Jesus is Lord

Jesus is Lord

by | 28 Jun 2017

General Superintendent David A. Busic delivered the Board of General Superintendents’ Quadrennial Address 26 June at the Church of the Nazarene’s 29th General Assembly.

Titled “Jesus is Lord,” the report revealed statistical summaries for the general church and its six world regions. Busic celebrated the church’s growth in membership, churches, and diversity in the last four years.

Looking ahead to the next quadrennium, Busic asked “Can we become a movement again?”

He continued:

We are living in unprecedented times. There are seismic cultural shifts affecting every continent on earth. In just two decades we have seen the shift from industrial to information – from Gutenberg to Google; from rural to urban; from modern thinking to post-modern thinking. It is a hinge of history that our grandparents and those before them could never have imagined.
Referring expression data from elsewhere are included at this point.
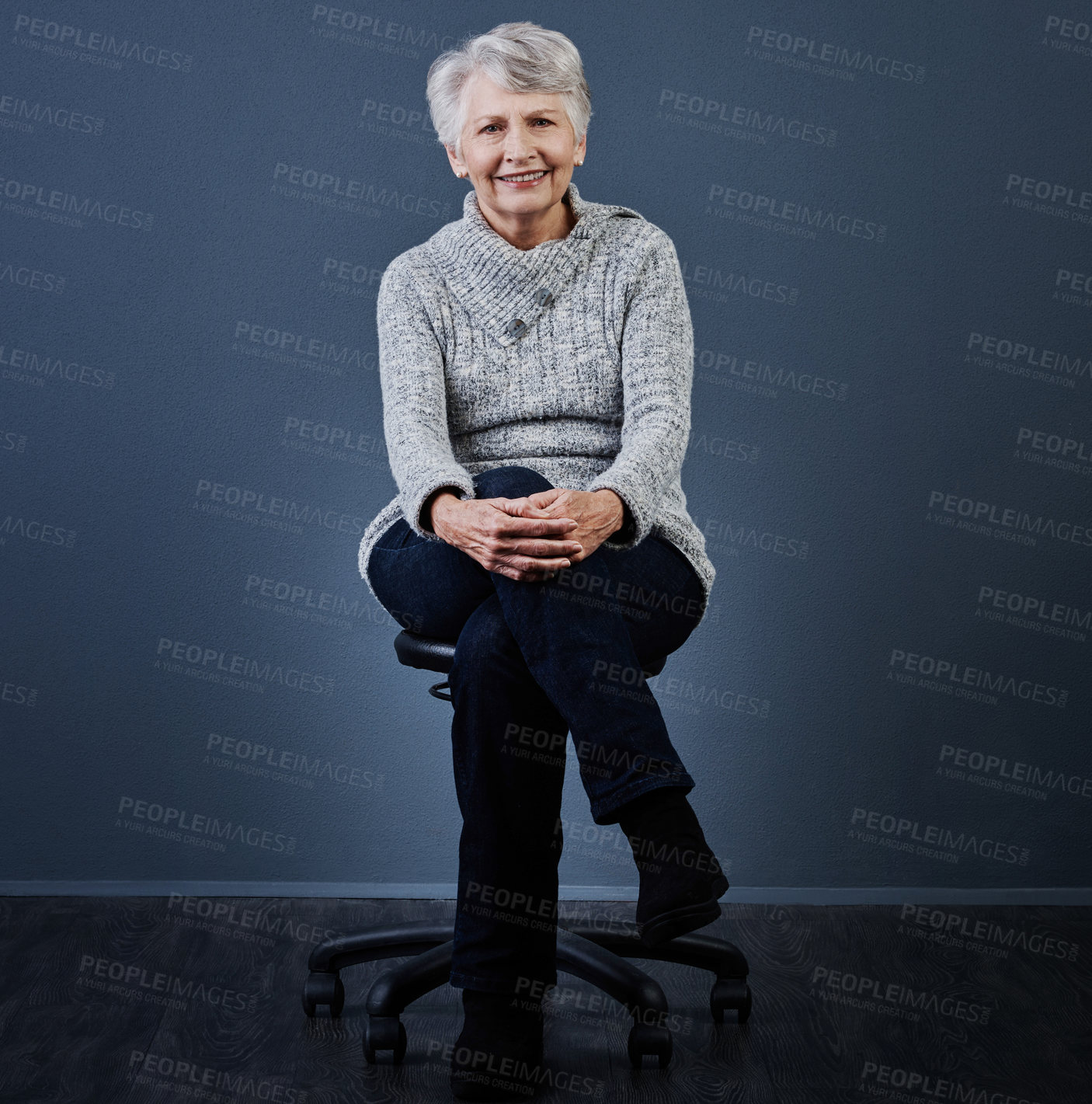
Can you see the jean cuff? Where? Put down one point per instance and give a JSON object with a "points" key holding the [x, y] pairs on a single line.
{"points": [[605, 812]]}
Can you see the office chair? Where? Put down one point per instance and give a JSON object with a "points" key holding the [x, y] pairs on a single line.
{"points": [[595, 956]]}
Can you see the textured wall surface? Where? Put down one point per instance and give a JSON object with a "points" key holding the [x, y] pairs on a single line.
{"points": [[885, 220]]}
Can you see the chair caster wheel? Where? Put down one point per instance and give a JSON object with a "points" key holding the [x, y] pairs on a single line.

We will not return to what once was. 

Whether we are comfortable with it or not, we find ourselves in a pivotal time for Christianity. We are in mostly uncharted waters. We appreciate the legacy of John Wesley, but Wesley alone will not do. We are grateful for the vision of Phineas Bresee, but Bresee alone will not do. We have to go back to the first Nazarene. We have to go back to Jesus. He is our calibration point. We correspond to Him. We realign to Him. We must re-Jesus the church. Too much is at stake for anything less. 

The seed of the future is in the womb of the present (Alan Hirsch). Not every seed will become a forest, but it can be. Not every spark will become a forest fire, but it can be. The potential is in the seed and the spark. And so it is for the Church of the Nazarene. The seeds of our future are in the womb of the present. The spark of a raging fire is in the soul of the church.

The year was 1944. World War II was raging. In one of the most precarious and uncertain times of the twentieth century, General Superintendent J. B. Chapman spoke these words to the General Assembly: “As a people, we love fire and cannot be content with smoke … Our church is a mechanism that can stand only while it moves forward. To stop is to fall… More self-preservation will mean stagnation for us. Our hope is in aggression. Our church is a force for which the whole world is a field.” 

This kind of movement thinking will require a radical discipleship at every level of the church. It will require us to make mission our organizing principle. It will require us to change whatever keeps us from being fully surrendered to the will and purposes of God. It will require us to believe that Jesus really is Lord and to have the strength and courage to act on it. 

Nazarene Essentials are helpful but not enough. Thankfully we have THE Nazarene essential – Jesus is Lord! And we are not afraid. We are radical optimists of the grace of God and “prisoners of hope” (Zechariah 9:12 NIV). 

“To Him who sits on the throne and to the Lamb be praise and honor and glory and power for ever and ever!” (Revelation 5:13, NIV).